A fuel producing plant on the Moon would make a journey to Mars much cheaper, found MIT researchers

Moon refuelling would make Mars missions cheaper

A mission to Mars via the Moon could launch 68 per cent lighter if technologies to make fuel from lunar resources are in place by the time of the trip, an MIT study suggested. 

Aiming to establish the best route to Mars, the team led by aeronautics and astronautics professor Olivier de Weck developed a model enabling them to calculate how the mass of a mission could be reduced, based on alternative routes.

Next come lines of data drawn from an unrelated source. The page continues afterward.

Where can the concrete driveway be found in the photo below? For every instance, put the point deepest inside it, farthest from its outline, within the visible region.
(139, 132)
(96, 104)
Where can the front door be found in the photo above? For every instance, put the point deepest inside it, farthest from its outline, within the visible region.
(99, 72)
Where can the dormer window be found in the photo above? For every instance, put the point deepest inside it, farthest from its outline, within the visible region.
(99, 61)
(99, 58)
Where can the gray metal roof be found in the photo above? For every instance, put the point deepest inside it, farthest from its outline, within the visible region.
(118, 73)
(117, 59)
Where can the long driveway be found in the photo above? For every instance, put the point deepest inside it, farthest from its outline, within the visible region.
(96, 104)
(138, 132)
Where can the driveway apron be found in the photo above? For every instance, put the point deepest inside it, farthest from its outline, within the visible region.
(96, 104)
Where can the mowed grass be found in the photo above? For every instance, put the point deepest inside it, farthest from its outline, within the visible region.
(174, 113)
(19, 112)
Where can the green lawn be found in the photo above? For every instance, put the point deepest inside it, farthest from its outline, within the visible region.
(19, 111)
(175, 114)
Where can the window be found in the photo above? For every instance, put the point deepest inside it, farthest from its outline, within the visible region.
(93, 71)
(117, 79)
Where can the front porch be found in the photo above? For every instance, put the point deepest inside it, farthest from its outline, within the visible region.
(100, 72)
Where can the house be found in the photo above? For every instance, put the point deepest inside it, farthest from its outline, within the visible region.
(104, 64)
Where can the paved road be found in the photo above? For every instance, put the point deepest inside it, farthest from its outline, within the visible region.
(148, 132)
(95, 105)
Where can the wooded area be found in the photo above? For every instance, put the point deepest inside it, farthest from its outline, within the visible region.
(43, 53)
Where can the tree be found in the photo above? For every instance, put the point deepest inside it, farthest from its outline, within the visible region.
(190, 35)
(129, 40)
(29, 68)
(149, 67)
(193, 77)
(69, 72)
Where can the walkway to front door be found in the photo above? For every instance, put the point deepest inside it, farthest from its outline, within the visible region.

Considering a scenario when fuel can be made from lunar soil and water ice in certain lunar craters, the team concluded the cheapest way to go to Mars would be to launch a crew from the Earth with only as much fuel as required to get to orbit. Once there, the spacecraft would capture a tanker sent from the Moon and head to an orbital refuelling station.

"This is completely against the established common wisdom of how to go to Mars, which is a straight shot to Mars, carry everything with you," de Weck said. "The idea of taking a detour into the lunar system... it's very unintuitive. But from an optimal network and big-picture view, this could be very affordable in the long term, because you don't have to ship everything from Earth."

Getting from the Earth’s surface to orbit is the most energy-demanding phase of any spaceflight. Thus, decreasing the amount of fuel that needs to be carried up would enable major cost savings.

While missions at the International Space Station can rely on receiving supplies regularly from Earth, such an approach would be impossible for a deep space mission. In-situ resource utilisation therefore offers a convenient alternative.

"As budgets are constrained and destinations are far away from home, a well-planned logistics strategy becomes imperative," de Weck said.

The researchers went even further and proposed creating complex resource-producing infrastructure in space that would enable humans to conduct deep space missions repeatedly in a sustainable manner.

"Our ultimate goal is to colonise Mars and to establish a permanent, self-sustainable human presence there," said Takuto Ishimatsu, a PhD researcher and main author of the study. "However, equally importantly, I believe that we need to 'pave a road' in space so that we can travel between planetary bodies in an affordable way."